Tick Tock (Michael Bennett 4)
She was pale and had white-blond hair and a Marilyn Monroe or Madonna look. Even with most of her face beaten black and blue and her neck swollen and purple, she’d obviously been quite attractive. Now she was naked and dead and tossed like so much trash among the construction site’s drywall screws and spackle-flecked-compound buckets.
“Let me guess. This fits with the Joel Rifkin profile somehow,” I said.
Emily was already on one knee, reaching into her bag, flipping through her stacks of photocopied research.
She tore out a sheet.
“Rifkin’s second victim was beaten and strangled.”
“Check,” I said.
“The dismembered body parts hidden in buckets of concrete.”
“This isn’t technically a bucket, but a pretty reasonable facsimile.”
“Reasonable?” Emily said as the sound of hammers rained down from above.
Chapter 89
THE HOTEL’S SECURITY CAMERAS turned out to be a gold mine.
Standing in a cramped, broiling basement security room, Emily and I watched a computer screen, where Apt, in living color, casually walked with the dead girl through the Carlyle’s lobby.
“You grinning son of a bitch!” I said, clinking the screen with my finger.
Apt was wearing an expensive-looking polo shirt and jeans, dressed elegant casual, summer suave.

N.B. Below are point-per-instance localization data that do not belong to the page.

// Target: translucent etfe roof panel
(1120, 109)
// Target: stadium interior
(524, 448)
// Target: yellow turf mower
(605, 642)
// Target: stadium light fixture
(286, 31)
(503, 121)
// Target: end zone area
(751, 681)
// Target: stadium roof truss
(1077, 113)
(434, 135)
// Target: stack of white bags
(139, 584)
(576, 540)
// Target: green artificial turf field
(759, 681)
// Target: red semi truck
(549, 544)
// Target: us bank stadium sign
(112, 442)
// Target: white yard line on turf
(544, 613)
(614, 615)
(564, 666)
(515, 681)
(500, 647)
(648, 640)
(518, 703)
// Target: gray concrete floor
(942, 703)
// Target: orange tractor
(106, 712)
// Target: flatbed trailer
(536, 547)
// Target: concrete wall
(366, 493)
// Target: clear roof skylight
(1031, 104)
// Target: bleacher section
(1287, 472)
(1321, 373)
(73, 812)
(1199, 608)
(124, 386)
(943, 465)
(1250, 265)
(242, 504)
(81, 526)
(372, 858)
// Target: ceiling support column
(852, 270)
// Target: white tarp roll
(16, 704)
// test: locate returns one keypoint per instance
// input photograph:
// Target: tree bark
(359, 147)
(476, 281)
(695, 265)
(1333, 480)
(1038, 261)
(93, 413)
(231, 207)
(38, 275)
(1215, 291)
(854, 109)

He had on a chunky gold wristwatch. We’d already spoken to the clerk, who said Apt had paid for his $2,000-a-night suite in cash. Watching him head for the check-in desk, I thought Apt’s overall demeanor seemed calm, self-confident, not out of place in the slightest in the insanely expensive hotel. The fucker.

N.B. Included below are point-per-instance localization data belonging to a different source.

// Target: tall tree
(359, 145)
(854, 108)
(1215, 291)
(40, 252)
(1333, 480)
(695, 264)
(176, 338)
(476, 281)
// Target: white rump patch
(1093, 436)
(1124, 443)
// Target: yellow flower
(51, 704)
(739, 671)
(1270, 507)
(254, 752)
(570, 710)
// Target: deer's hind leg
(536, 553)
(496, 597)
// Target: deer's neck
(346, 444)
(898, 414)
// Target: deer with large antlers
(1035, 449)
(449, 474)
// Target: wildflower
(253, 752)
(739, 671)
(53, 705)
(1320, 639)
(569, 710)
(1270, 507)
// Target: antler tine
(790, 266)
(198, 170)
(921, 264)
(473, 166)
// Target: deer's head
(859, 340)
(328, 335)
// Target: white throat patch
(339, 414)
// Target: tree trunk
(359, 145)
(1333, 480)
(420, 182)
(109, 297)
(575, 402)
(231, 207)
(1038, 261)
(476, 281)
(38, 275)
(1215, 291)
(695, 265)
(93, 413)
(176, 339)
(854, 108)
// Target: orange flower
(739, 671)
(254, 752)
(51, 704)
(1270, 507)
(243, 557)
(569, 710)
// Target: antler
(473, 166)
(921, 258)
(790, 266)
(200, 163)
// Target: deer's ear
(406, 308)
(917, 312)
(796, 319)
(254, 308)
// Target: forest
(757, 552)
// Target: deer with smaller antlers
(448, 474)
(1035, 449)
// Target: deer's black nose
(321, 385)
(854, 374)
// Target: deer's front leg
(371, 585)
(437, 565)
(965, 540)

The best video footage of all came from the camera in the corridor outside his room. At three a.m., a difficult-to-make-out man carrying something large wrapped in a sheet walked toward the rear service elevator.
“So he did her in the room, then,” Emily said, nodding.
I nodded back.
“It still boggles my mind that he would take the time to prepare a batch of concrete in the basement and lay her in it. Imagine, you’re down in that pit in the middle of the night. He even took the time to trowel it smooth and seamless with a craftsman’s pride. I can see why this guy was a commando. He must have antifreeze for blood.”
After we obtained copies of the tapes, we went up to the eleventh-floor room Apt had rented out. There was lavish furniture everywhere, an antique rolltop desk, a cream-colored sectional, gilt-frame mirrors. The window of the sitting room had an incredible view to the south, the Met Life Building on Park and the Chrysler Building.
We found the hooker’s bag behind the chic sectional. Among a plethora of interesting trade equipment was a wallet with a New Jersey State driver’s license. Wendy Shackleton.
“Do you think Jersey Girl Wendy here crossed Berger somehow, too?” I said. “Or is Apt maybe starting his own Dead People Club now? Branching out?”
“My money’s on Berger,” Emily said.
The CSU team was already in the bedroom. They’d found a bloody chair leg and blood spatter on the sheets and headboard of the bed. One of the techs told us they’d also found textbook-quality fingerprints on the chair leg.
“He’s getting sloppy?” I said.
“No,” Emily said, staring at the blood on the graphic canvas over the California King sleigh bed. “I’d say it’s more that he just doesn’t care if he leaves evidence. His main concern and number-one priority was staging the body, turning it into a copy of Rifkin’s second victim. The girl was just his project material, modeling clay, oak tag.”
We stared out the window as the techs clicked their cases shut, getting ready to leave. As we watched, the sun came out from behind a passing cloud and turned the Chrysler Building’s iconic spire to molten silver.
“Not bad digs for a boy from coal mine country,” Emily said.
“Berger transformed the lad,” I said. “It’s your classic rags-to-riches-to-mass-murderer story.”
“What now?” Emily said as we kept standing there.
“How about we both resign, and I call room service for a bottle of champagne?”